Park in Salem, Oregon, U.S.

Riverfront Park is a 26-acre park located along the Willamette River in Salem, Oregon, in the United States. Features include the Riverfront Carousel, A. C. Gilbert's Discovery Village, an amphitheatre, a splashpad, a dock housing the Willamette Queen, and the Eco-Earth Globe. Annual events in Salem are often held at Riverfront, such as the World Beat Festival, outdoor movies, and holiday tree lightings.

A 2018 update to the Riverfront Park plan provided more amenities such as acquiring a 4-acre property at the southeast corner of the park, opening the Peter Courtney Minto Island pedestrian bridge, operation of a winter ice rink, and proposals of a new covered stage and performance area.

It is located on former industrial land owned by the Boise Cascade corporation redeveloped as part of the Riverfront-Downtown Urban Renewal Area.

== History ==

Before European settlement, the Kalapuya people had winter and summer camps in present-day Salem.

Settlers moved into the area in the mid-1800s and used Pringle Creek and the Willamette River for ferries and steam boats, and to power flour and lumber mills. The Oregon Pulp and Paper Plant was located at Trade and Commercial streets near modern-day Riverfront Park and began producing paper in 1920. Boise Cascade purchased the plant in 1962.

The City of Salem bought the land for the park in 1984, and created a plan for its development the same year.
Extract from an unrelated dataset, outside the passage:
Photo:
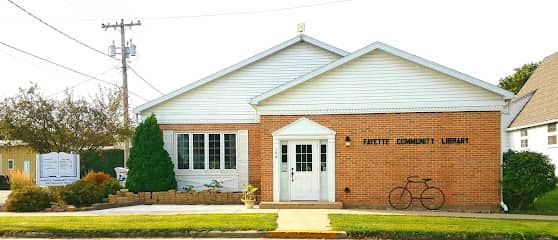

The City bought the Andrew T. Gilbert House adjacent to the property in 1985, and after additional home purchases and renovations, the Gilbert House Children's Museum (now A. C. Gilbert's Discovery Village) opened in 1989.

The Hazel Patton Riverfront Carousel was built largely by volunteers, with construction starting in 1995 and the carousel opening in 2001. The Eco-Earth Globe outdoor sculpture was completed in 2003 and restored in 2018. The Centennial Pavilion was added in 2005, funded by the Salem Rotary Club. The Tom McCall Memorial, a bronze sculpture of former Oregon governor Tom McCall, was dedicated in 2008. In 2009, the Union Street Railroad Bridge was converted into a pedestrian bridge to provide access to Wallace Marine Park in West Salem. The Peter Courtney Minto Island Bridge, a pedestrian bridge to Minto-Brown Island Park, was completed in 2017. The Gerry Frank Salem Rotary Amphitheater was completed in 2021; its design was inspired by Kalapuya basketry.